正確にはアルの奥さんがフルボッコにしたらしいが、別にそれまで説明する必要もないだろう。それにしても勇者が撃退したって……あれほど俺は違うと言ってるんだけどなぁ
確かに勇者が撃退したと言った方が人々に希望を抱かせるとは思うから仕方ないのだが、俺としては微妙だ……国の勇者召喚でこの世界に来たとはいえ、国の為に働くつもりなんてないからな。あの時もたまたま大切な人間が危険に晒されそうだから動いただけだし、完全に成り行きだ。
そんな感想を抱いていると、エヴィとクルエの二人はどういう訳か、先ほどまでの態度とは違いどこか畏敬の念を抱いているような様子で畏まっている。
「知らなかったとは言え、失礼な態度を取ってすんませんでした!」
「まさかこの国を救ってくれた英雄だったなんて……改めてイチヤ様には誠心誠意お使いする事を誓います」
エヴィとクルエが深く頭を下げそんな態度を取っているのを呆れた表情で見ながらため息を吐く。

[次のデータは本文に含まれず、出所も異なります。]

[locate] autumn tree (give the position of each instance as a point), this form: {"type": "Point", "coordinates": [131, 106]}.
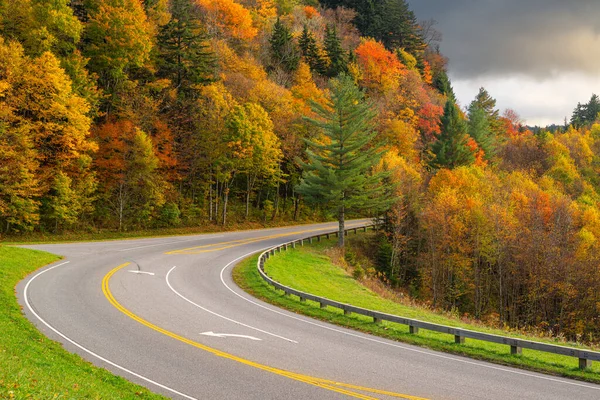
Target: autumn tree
{"type": "Point", "coordinates": [253, 146]}
{"type": "Point", "coordinates": [130, 185]}
{"type": "Point", "coordinates": [338, 174]}
{"type": "Point", "coordinates": [338, 58]}
{"type": "Point", "coordinates": [227, 19]}
{"type": "Point", "coordinates": [185, 56]}
{"type": "Point", "coordinates": [19, 183]}
{"type": "Point", "coordinates": [380, 69]}
{"type": "Point", "coordinates": [118, 38]}
{"type": "Point", "coordinates": [284, 51]}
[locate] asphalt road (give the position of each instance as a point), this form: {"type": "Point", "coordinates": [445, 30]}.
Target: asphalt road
{"type": "Point", "coordinates": [161, 312]}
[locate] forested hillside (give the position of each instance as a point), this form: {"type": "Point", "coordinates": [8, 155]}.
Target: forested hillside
{"type": "Point", "coordinates": [129, 114]}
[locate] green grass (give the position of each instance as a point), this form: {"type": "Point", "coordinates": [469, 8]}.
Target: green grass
{"type": "Point", "coordinates": [34, 367]}
{"type": "Point", "coordinates": [309, 270]}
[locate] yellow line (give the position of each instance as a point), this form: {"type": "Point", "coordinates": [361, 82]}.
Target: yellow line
{"type": "Point", "coordinates": [338, 387]}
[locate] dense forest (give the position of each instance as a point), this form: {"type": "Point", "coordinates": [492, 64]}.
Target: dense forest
{"type": "Point", "coordinates": [129, 114]}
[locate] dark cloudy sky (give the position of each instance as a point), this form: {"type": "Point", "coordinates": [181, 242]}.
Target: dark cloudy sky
{"type": "Point", "coordinates": [539, 57]}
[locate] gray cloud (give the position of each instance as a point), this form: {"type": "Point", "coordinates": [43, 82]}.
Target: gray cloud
{"type": "Point", "coordinates": [539, 39]}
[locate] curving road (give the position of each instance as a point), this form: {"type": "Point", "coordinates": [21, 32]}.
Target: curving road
{"type": "Point", "coordinates": [165, 313]}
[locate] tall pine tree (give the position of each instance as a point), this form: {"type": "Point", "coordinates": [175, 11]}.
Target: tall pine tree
{"type": "Point", "coordinates": [451, 148]}
{"type": "Point", "coordinates": [185, 56]}
{"type": "Point", "coordinates": [338, 174]}
{"type": "Point", "coordinates": [311, 52]}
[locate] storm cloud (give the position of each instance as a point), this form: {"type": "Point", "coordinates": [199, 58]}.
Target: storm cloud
{"type": "Point", "coordinates": [536, 38]}
{"type": "Point", "coordinates": [538, 57]}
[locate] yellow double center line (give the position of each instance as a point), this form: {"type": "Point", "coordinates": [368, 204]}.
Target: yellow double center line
{"type": "Point", "coordinates": [338, 387]}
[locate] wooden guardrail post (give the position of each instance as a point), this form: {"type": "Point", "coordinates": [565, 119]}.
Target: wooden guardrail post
{"type": "Point", "coordinates": [584, 357]}
{"type": "Point", "coordinates": [584, 363]}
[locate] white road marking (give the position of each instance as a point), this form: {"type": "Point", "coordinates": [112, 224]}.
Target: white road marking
{"type": "Point", "coordinates": [393, 344]}
{"type": "Point", "coordinates": [141, 272]}
{"type": "Point", "coordinates": [219, 315]}
{"type": "Point", "coordinates": [166, 243]}
{"type": "Point", "coordinates": [226, 335]}
{"type": "Point", "coordinates": [85, 349]}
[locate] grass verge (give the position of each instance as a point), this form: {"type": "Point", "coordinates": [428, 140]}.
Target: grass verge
{"type": "Point", "coordinates": [309, 270]}
{"type": "Point", "coordinates": [34, 367]}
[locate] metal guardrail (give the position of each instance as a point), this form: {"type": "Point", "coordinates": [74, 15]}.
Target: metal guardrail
{"type": "Point", "coordinates": [516, 345]}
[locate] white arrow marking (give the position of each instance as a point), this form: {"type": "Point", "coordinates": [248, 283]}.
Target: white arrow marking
{"type": "Point", "coordinates": [225, 335]}
{"type": "Point", "coordinates": [141, 272]}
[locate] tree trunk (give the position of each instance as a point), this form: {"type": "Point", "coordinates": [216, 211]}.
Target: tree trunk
{"type": "Point", "coordinates": [210, 202]}
{"type": "Point", "coordinates": [341, 228]}
{"type": "Point", "coordinates": [247, 196]}
{"type": "Point", "coordinates": [296, 207]}
{"type": "Point", "coordinates": [225, 199]}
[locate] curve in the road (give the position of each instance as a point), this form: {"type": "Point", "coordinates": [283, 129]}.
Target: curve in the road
{"type": "Point", "coordinates": [152, 318]}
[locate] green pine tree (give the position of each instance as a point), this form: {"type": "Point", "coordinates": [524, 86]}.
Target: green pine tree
{"type": "Point", "coordinates": [479, 130]}
{"type": "Point", "coordinates": [487, 103]}
{"type": "Point", "coordinates": [338, 172]}
{"type": "Point", "coordinates": [338, 58]}
{"type": "Point", "coordinates": [185, 56]}
{"type": "Point", "coordinates": [284, 52]}
{"type": "Point", "coordinates": [451, 148]}
{"type": "Point", "coordinates": [311, 52]}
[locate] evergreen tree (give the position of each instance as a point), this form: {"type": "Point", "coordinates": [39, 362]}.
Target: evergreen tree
{"type": "Point", "coordinates": [311, 52]}
{"type": "Point", "coordinates": [185, 57]}
{"type": "Point", "coordinates": [593, 109]}
{"type": "Point", "coordinates": [442, 83]}
{"type": "Point", "coordinates": [388, 21]}
{"type": "Point", "coordinates": [579, 115]}
{"type": "Point", "coordinates": [479, 130]}
{"type": "Point", "coordinates": [585, 114]}
{"type": "Point", "coordinates": [338, 58]}
{"type": "Point", "coordinates": [284, 52]}
{"type": "Point", "coordinates": [487, 103]}
{"type": "Point", "coordinates": [451, 148]}
{"type": "Point", "coordinates": [338, 172]}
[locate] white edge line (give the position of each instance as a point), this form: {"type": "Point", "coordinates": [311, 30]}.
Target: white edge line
{"type": "Point", "coordinates": [219, 315]}
{"type": "Point", "coordinates": [89, 351]}
{"type": "Point", "coordinates": [430, 353]}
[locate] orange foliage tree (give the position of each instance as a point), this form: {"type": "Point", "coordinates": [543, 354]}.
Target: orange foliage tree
{"type": "Point", "coordinates": [380, 69]}
{"type": "Point", "coordinates": [226, 18]}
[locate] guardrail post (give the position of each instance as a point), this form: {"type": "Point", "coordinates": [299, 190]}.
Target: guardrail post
{"type": "Point", "coordinates": [584, 363]}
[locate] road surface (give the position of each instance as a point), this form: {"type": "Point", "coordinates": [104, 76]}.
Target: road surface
{"type": "Point", "coordinates": [164, 313]}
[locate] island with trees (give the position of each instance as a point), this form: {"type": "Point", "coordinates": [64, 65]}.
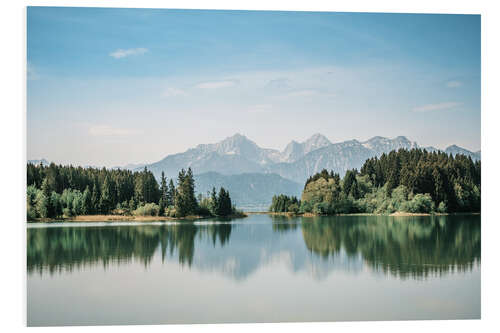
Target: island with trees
{"type": "Point", "coordinates": [405, 181]}
{"type": "Point", "coordinates": [58, 192]}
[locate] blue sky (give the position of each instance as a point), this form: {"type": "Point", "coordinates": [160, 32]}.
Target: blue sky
{"type": "Point", "coordinates": [117, 86]}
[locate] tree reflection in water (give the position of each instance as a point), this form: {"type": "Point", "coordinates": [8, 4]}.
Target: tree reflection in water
{"type": "Point", "coordinates": [413, 247]}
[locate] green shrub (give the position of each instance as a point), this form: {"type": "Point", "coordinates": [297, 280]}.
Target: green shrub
{"type": "Point", "coordinates": [149, 209]}
{"type": "Point", "coordinates": [442, 207]}
{"type": "Point", "coordinates": [421, 203]}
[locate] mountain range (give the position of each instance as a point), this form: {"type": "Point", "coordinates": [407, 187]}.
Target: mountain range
{"type": "Point", "coordinates": [237, 154]}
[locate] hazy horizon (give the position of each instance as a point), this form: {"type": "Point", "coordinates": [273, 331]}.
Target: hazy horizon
{"type": "Point", "coordinates": [109, 87]}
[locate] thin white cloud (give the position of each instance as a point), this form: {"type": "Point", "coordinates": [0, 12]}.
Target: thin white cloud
{"type": "Point", "coordinates": [280, 84]}
{"type": "Point", "coordinates": [173, 92]}
{"type": "Point", "coordinates": [453, 84]}
{"type": "Point", "coordinates": [216, 84]}
{"type": "Point", "coordinates": [106, 130]}
{"type": "Point", "coordinates": [307, 93]}
{"type": "Point", "coordinates": [260, 108]}
{"type": "Point", "coordinates": [120, 53]}
{"type": "Point", "coordinates": [436, 107]}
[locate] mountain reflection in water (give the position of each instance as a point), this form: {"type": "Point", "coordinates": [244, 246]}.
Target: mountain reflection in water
{"type": "Point", "coordinates": [406, 247]}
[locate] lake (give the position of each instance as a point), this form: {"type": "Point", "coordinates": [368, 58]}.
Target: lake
{"type": "Point", "coordinates": [258, 269]}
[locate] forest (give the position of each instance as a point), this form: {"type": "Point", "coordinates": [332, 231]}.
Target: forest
{"type": "Point", "coordinates": [56, 191]}
{"type": "Point", "coordinates": [412, 181]}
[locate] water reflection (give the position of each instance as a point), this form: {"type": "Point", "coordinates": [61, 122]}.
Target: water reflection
{"type": "Point", "coordinates": [403, 246]}
{"type": "Point", "coordinates": [412, 247]}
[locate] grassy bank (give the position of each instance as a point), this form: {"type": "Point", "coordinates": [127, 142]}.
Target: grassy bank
{"type": "Point", "coordinates": [129, 218]}
{"type": "Point", "coordinates": [358, 214]}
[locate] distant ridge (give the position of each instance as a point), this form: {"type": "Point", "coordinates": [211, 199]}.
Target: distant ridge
{"type": "Point", "coordinates": [299, 160]}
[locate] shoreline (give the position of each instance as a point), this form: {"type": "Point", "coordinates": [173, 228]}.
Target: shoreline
{"type": "Point", "coordinates": [192, 218]}
{"type": "Point", "coordinates": [396, 214]}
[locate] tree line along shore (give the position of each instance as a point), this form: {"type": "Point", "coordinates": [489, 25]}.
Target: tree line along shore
{"type": "Point", "coordinates": [58, 192]}
{"type": "Point", "coordinates": [403, 182]}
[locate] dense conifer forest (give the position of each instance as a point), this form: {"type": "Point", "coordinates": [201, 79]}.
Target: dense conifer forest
{"type": "Point", "coordinates": [413, 181]}
{"type": "Point", "coordinates": [64, 191]}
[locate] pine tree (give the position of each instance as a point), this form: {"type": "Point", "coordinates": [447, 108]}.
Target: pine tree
{"type": "Point", "coordinates": [163, 193]}
{"type": "Point", "coordinates": [105, 200]}
{"type": "Point", "coordinates": [213, 202]}
{"type": "Point", "coordinates": [87, 201]}
{"type": "Point", "coordinates": [170, 193]}
{"type": "Point", "coordinates": [96, 198]}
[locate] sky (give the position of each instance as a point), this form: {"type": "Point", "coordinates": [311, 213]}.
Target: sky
{"type": "Point", "coordinates": [110, 86]}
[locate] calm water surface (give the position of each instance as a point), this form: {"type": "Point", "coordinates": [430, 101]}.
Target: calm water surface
{"type": "Point", "coordinates": [257, 269]}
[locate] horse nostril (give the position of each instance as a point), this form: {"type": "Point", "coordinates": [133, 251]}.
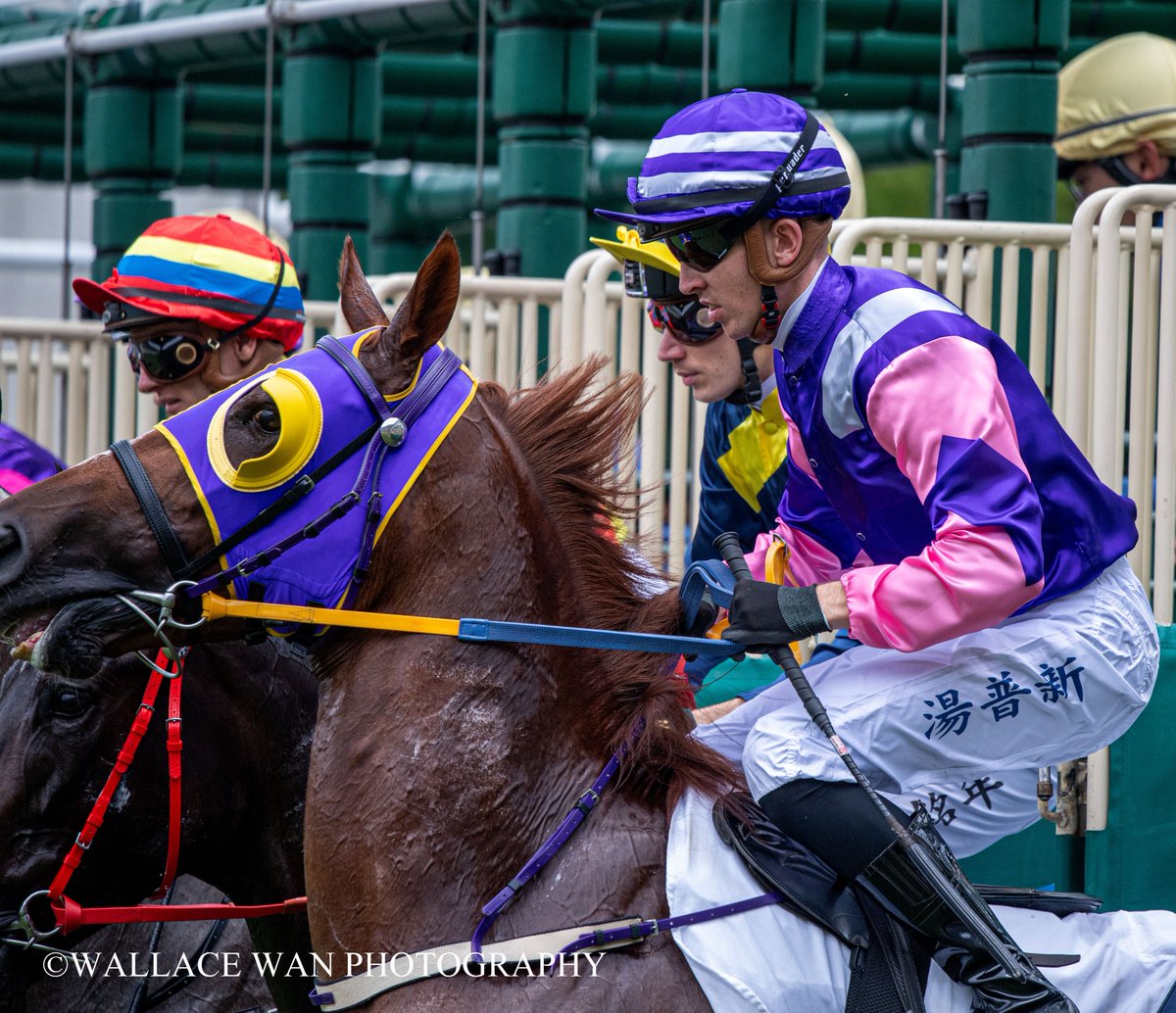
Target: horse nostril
{"type": "Point", "coordinates": [10, 548]}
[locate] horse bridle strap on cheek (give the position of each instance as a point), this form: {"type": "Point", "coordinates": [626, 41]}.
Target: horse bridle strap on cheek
{"type": "Point", "coordinates": [56, 893]}
{"type": "Point", "coordinates": [153, 508]}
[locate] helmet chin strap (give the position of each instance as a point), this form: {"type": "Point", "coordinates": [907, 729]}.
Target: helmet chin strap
{"type": "Point", "coordinates": [751, 392]}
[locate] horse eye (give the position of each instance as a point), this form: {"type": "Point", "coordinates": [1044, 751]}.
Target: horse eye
{"type": "Point", "coordinates": [68, 701]}
{"type": "Point", "coordinates": [268, 419]}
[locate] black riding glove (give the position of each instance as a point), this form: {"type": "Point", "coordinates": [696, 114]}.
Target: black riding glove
{"type": "Point", "coordinates": [763, 616]}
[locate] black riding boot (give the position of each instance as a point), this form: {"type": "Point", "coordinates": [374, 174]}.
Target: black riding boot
{"type": "Point", "coordinates": [895, 882]}
{"type": "Point", "coordinates": [840, 824]}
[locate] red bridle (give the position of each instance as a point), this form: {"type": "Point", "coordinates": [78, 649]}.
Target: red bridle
{"type": "Point", "coordinates": [68, 913]}
{"type": "Point", "coordinates": [122, 764]}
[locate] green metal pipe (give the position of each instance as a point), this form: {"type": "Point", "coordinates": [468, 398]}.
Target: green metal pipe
{"type": "Point", "coordinates": [38, 161]}
{"type": "Point", "coordinates": [230, 170]}
{"type": "Point", "coordinates": [234, 160]}
{"type": "Point", "coordinates": [894, 16]}
{"type": "Point", "coordinates": [852, 90]}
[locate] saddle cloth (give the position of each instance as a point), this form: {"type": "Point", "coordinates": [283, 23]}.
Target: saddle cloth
{"type": "Point", "coordinates": [770, 960]}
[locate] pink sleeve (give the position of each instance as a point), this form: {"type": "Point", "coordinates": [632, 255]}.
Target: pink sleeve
{"type": "Point", "coordinates": [13, 481]}
{"type": "Point", "coordinates": [940, 410]}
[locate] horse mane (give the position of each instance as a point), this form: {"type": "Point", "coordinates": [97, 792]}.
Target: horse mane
{"type": "Point", "coordinates": [574, 431]}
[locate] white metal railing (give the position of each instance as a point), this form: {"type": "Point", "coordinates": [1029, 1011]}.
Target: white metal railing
{"type": "Point", "coordinates": [64, 386]}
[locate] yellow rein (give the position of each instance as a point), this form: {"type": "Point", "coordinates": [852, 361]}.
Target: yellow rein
{"type": "Point", "coordinates": [215, 606]}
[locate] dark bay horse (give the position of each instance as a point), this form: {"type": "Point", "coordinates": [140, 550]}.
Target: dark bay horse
{"type": "Point", "coordinates": [247, 718]}
{"type": "Point", "coordinates": [438, 766]}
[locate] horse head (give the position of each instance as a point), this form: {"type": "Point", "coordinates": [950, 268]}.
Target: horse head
{"type": "Point", "coordinates": [373, 472]}
{"type": "Point", "coordinates": [72, 552]}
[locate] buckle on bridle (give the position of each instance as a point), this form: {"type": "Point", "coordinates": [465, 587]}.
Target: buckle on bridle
{"type": "Point", "coordinates": [24, 923]}
{"type": "Point", "coordinates": [166, 604]}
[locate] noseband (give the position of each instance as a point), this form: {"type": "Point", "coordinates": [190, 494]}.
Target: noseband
{"type": "Point", "coordinates": [391, 429]}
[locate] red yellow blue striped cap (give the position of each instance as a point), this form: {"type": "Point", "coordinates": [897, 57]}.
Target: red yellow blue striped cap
{"type": "Point", "coordinates": [207, 268]}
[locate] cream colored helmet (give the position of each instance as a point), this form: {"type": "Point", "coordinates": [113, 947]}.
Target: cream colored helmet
{"type": "Point", "coordinates": [1115, 95]}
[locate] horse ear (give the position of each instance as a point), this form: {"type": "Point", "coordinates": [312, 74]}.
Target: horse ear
{"type": "Point", "coordinates": [362, 308]}
{"type": "Point", "coordinates": [427, 308]}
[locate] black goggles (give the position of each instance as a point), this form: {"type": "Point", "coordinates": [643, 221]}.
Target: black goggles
{"type": "Point", "coordinates": [168, 358]}
{"type": "Point", "coordinates": [651, 282]}
{"type": "Point", "coordinates": [685, 321]}
{"type": "Point", "coordinates": [705, 243]}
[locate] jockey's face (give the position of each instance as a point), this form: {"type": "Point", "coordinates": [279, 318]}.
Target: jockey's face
{"type": "Point", "coordinates": [710, 370]}
{"type": "Point", "coordinates": [729, 293]}
{"type": "Point", "coordinates": [235, 359]}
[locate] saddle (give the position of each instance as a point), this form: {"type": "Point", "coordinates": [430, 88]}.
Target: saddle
{"type": "Point", "coordinates": [888, 961]}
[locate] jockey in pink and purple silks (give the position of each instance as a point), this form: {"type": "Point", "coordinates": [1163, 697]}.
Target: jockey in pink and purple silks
{"type": "Point", "coordinates": [934, 506]}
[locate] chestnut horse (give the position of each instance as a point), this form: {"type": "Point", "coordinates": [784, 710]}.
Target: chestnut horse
{"type": "Point", "coordinates": [247, 719]}
{"type": "Point", "coordinates": [440, 766]}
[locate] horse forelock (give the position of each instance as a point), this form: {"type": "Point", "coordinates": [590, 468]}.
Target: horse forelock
{"type": "Point", "coordinates": [575, 433]}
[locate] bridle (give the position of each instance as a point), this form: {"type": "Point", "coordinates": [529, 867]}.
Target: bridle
{"type": "Point", "coordinates": [387, 434]}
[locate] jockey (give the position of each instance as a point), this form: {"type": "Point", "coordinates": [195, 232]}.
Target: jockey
{"type": "Point", "coordinates": [1116, 114]}
{"type": "Point", "coordinates": [200, 301]}
{"type": "Point", "coordinates": [742, 463]}
{"type": "Point", "coordinates": [934, 506]}
{"type": "Point", "coordinates": [23, 462]}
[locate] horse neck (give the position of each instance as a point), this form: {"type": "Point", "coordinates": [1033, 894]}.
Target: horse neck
{"type": "Point", "coordinates": [440, 755]}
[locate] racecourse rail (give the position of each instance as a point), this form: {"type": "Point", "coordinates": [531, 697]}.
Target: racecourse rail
{"type": "Point", "coordinates": [1092, 307]}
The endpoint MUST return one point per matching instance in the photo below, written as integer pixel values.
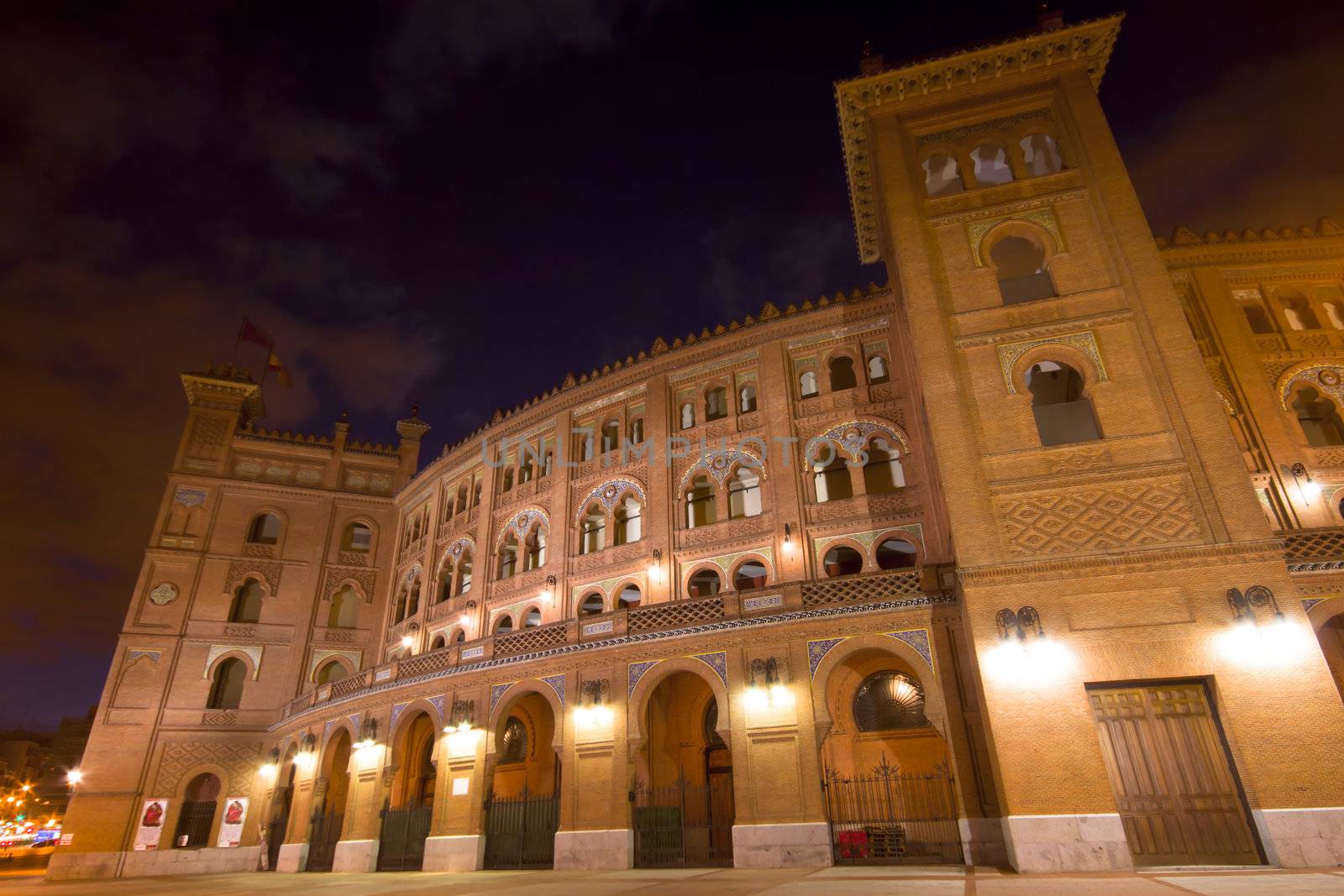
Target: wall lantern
(591, 708)
(1021, 622)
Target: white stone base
(1301, 837)
(464, 852)
(595, 849)
(293, 857)
(800, 846)
(983, 841)
(151, 862)
(355, 856)
(1043, 844)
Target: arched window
(745, 493)
(878, 371)
(749, 575)
(1021, 266)
(1041, 155)
(942, 177)
(535, 555)
(889, 701)
(1062, 411)
(1257, 317)
(358, 537)
(705, 584)
(842, 372)
(264, 530)
(508, 557)
(628, 520)
(1297, 311)
(344, 611)
(991, 164)
(832, 479)
(226, 687)
(895, 553)
(198, 813)
(514, 741)
(329, 672)
(593, 530)
(716, 403)
(842, 560)
(701, 503)
(246, 606)
(882, 472)
(806, 385)
(1319, 418)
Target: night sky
(454, 203)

「いや、そんな畏まらなくて良いから普通にしてくれ。俺としては国を救いたいなんて高尚な理由で戦ったわけじゃないし、もしこの世界に来てそんな力がなかったらきっと真っ先に逃げていた。たまたま戦う力があって大切な人間を守りたかったから動いただけだ。だから今まで通りにしてくれ。その方が俺としては楽だからな」
「「でも」」
「はぁ……あまり使いたくないんだけど、じゃあ俺に仕えてくれる二人に”命令”だ。普通にしててくれ」
頼み事ならするが、命令なんてのを人にするのはあまり好きではなかったのだが、このままでは崇拝されそうな雰囲気があったのでそう命令しておく。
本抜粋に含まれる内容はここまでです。